Читаем Всей землей володеть полностью

«А аще Изяслав победит? Тогда что? — пронеслось у него в голове. — Лишусь всего. Но ещё хуже, ежель сей же часец о том молвить. Убьют, раздерут прямь на площади! Скажут: предал, изменил Всеслав! Сгину тут на потеху ворогам! Ну да рази ж криком дела вершатся?! Кричи, не кричи, одно ясно: не удержать Киева простолюдинам! Эх, ежель бы Гертруда с Анною тут были! Тогда знал бы, что деять? А тако? Проворонили, псы! Топерича что ж? Бояре все за Изяслава стоят, ныне попрятались кто куда. Клир[266] тож супротив стал: не по ряду, мол, князь, стол занял. Положиться не на кого. Одни монахи печерские, да каков толк от их?! Что ж деять остаётся? Бежать бы, бежать отсель в родной Полоцк!

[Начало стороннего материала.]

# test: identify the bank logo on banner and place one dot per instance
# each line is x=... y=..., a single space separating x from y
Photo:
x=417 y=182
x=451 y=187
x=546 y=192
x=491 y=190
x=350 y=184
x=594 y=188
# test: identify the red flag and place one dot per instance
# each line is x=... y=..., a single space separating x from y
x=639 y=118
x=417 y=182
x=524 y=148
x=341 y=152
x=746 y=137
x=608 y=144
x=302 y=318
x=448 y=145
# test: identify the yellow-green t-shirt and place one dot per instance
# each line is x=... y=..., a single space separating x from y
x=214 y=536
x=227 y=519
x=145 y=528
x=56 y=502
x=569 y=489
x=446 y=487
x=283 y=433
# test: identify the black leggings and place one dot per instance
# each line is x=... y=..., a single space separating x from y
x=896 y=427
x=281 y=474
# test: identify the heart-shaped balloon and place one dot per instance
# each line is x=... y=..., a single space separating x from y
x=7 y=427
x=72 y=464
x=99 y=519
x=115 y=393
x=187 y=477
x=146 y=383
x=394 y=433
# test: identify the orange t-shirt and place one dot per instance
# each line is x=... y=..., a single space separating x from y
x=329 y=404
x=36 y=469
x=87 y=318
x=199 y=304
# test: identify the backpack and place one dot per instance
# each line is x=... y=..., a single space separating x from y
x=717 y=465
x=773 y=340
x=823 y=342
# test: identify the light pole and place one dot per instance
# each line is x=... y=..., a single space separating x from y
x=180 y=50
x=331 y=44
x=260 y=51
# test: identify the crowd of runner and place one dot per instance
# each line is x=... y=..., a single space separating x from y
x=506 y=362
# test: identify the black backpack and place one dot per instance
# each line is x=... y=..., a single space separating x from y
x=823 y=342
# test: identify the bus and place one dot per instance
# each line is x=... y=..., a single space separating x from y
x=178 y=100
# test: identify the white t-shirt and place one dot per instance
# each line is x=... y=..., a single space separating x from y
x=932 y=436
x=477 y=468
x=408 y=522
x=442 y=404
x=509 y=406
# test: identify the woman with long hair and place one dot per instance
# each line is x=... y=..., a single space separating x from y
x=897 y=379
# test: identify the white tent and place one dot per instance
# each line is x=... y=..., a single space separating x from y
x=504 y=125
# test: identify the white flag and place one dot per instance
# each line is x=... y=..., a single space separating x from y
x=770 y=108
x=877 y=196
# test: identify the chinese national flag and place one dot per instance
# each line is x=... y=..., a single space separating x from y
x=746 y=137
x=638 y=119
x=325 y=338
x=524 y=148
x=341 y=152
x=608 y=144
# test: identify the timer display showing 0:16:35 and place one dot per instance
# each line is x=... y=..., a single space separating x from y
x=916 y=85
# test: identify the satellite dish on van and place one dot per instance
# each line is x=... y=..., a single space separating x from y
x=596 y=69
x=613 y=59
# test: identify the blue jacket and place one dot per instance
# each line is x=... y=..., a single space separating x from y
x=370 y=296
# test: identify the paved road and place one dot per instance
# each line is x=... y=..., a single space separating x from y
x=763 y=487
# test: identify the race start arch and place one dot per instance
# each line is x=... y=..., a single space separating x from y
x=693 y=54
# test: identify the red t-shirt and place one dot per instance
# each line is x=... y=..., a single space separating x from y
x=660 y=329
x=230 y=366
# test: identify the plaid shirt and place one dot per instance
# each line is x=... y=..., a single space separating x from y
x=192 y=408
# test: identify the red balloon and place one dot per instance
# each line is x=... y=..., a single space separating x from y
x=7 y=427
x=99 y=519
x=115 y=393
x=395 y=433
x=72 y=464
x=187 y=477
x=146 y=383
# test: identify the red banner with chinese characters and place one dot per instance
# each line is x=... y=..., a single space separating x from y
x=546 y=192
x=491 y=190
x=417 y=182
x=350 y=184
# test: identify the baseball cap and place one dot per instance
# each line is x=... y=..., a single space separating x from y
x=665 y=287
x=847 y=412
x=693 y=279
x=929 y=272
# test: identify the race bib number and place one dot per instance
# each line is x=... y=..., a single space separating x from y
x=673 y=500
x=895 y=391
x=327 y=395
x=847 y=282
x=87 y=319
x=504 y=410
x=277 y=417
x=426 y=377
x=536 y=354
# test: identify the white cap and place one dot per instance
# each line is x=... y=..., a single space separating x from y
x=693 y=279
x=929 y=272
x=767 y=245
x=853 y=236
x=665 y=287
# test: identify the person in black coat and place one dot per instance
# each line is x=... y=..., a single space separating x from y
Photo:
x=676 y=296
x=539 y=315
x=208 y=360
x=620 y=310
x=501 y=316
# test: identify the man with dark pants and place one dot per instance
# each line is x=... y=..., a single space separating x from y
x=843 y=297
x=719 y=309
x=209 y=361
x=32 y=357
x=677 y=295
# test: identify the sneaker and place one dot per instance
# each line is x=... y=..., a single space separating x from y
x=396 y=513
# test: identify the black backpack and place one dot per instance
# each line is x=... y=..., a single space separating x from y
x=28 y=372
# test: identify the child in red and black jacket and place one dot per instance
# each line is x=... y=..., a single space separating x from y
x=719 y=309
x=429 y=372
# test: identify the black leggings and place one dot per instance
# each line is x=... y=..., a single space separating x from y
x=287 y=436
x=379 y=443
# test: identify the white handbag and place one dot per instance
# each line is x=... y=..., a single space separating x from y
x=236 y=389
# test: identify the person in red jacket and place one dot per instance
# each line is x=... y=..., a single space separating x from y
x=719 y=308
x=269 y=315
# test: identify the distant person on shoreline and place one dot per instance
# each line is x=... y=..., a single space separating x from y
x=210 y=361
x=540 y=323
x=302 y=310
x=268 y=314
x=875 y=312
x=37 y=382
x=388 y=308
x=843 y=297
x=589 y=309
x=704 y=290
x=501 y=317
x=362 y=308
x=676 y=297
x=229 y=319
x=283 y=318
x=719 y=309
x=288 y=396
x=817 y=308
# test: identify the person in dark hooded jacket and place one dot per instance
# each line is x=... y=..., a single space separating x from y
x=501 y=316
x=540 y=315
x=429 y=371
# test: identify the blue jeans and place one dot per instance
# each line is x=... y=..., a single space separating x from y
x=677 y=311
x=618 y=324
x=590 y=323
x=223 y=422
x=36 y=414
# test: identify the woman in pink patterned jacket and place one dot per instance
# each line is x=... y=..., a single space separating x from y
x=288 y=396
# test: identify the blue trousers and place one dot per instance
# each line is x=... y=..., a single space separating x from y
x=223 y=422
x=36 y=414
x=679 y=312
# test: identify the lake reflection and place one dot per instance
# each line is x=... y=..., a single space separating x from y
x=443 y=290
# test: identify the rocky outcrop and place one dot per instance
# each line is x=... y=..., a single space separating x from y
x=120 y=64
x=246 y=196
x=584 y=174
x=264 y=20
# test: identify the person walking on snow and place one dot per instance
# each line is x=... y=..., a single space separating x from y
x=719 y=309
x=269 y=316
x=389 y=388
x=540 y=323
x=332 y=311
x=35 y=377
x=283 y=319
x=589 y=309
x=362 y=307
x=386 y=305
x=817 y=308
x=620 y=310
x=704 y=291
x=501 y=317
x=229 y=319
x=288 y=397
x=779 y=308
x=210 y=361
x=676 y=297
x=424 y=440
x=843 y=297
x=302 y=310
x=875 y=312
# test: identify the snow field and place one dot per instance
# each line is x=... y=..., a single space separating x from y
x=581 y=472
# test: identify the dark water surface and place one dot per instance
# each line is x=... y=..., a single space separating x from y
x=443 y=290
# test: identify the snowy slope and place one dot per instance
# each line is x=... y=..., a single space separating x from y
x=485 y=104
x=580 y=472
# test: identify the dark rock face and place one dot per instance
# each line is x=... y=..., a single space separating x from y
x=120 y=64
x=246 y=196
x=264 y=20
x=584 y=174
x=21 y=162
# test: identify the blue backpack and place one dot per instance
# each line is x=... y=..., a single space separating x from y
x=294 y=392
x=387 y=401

Тамо жена младая, лебедица белая, верно, ждёт — не дождётся, все слёзы уж выплакала, сыны малые по отцу скучают».

Широкоплечий, рослый гончар Онфим, выступив вперёд из толпы, прервал невесёлые думы Всеслава.

— Мыслю, други, идти нам нать супротив Изяслава, супостата! Укажем ему путь сызнова, коли единого раза сему лихоимцу мало было! — прокричал он громовым басом, потрясая в воздухе здоровенным кулаком. — Пущай собе ступает, откудова пришёл!

— Верно сказываешь! — дружно поддержали люди.

— А ты как мыслишь, княже? — спросил молодой кузнец Любомир.

Всеслав внезапно вздрогнул. Срывающимся голосом, с трудом шевеля бледными губами, он выговорил:

— Мыслю я... Да, други... Противу Изяслава идти... Выступим же.

Всё тело его пробирала мелкая дрожь.

— Погромче, не слышно ничтоже! — крикнул Онфим.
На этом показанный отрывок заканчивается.